Section 1 . Bonds . The Board of Directors may from time to time require any one (1) or more of the Officers, employees, or other agents of the corporation to give bond for the faithful performance of duties. Any such bond shall be in such form and with such sureties as the Board of Directors determines. The premiums for all such bonds may be paid by the corporation.

Section 2 . Execution of Certifications . Any action taken by the members, Board of Directors, or Executive Committee at any meeting may be certified by the Officer or Director keeping the records thereof or presiding thereat; and any such certification shall be conclusive evidence for all purposes that the action so certified was taken.

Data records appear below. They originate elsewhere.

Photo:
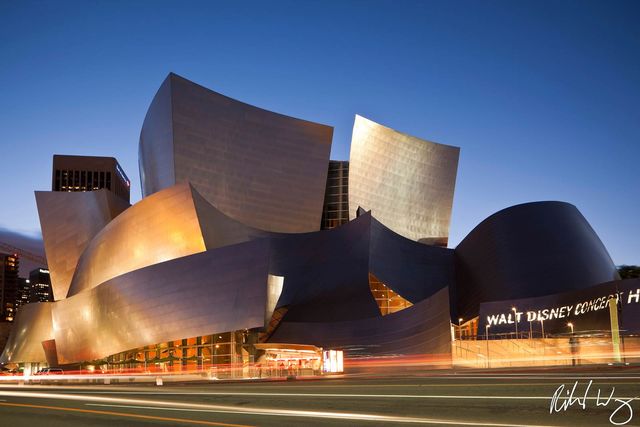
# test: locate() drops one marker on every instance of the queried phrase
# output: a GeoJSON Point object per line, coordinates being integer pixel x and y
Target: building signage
{"type": "Point", "coordinates": [586, 309]}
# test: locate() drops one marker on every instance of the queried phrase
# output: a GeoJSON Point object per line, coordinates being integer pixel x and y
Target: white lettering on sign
{"type": "Point", "coordinates": [593, 305]}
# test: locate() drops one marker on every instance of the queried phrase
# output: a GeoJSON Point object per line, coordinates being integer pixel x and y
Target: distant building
{"type": "Point", "coordinates": [335, 211]}
{"type": "Point", "coordinates": [23, 293]}
{"type": "Point", "coordinates": [40, 285]}
{"type": "Point", "coordinates": [88, 173]}
{"type": "Point", "coordinates": [9, 264]}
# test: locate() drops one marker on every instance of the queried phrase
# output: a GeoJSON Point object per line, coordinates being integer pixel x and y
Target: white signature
{"type": "Point", "coordinates": [565, 397]}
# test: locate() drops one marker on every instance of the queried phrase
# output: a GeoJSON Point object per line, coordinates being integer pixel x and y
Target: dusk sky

Section 3 . Articles of Organization . The term “Articles of Organization” as used herein shall mean the original Articles of Organization of the corporation and any and all amendments, additions and supplements thereto in force and effect at the relevant time.

 

ARTICLE TWELFTH

ALTERATION, AMENDMENT OR REPEAL OF BY-LAWS AND ADOPTION OF NEW BY-LAWS

These By-Laws may be altered, amended or repealed and any new By-Laws adopted at any annual or special meeting of the Directors. Notice of a proposal to alter, amend or repeal these By-Laws or adopt new By-Laws shall be included in the notice of any meeting at which such alteration, amendment, repeal or adoption is considered.

 

ARTICLE THIRTEENTH

EFFECT OF PROVISIONS OF LAW AND ARTICLES OF ORGANIZATION

Each of the provisions of these By-Laws shall be subject to and controlled by any specific provisions of law or provisions of the Articles of Organization which relate to its subject matter, and also shall be subject to any exceptions, or more specific provisions, dealing with the subject matter appearing elsewhere in these By-Laws, as amended from time to time.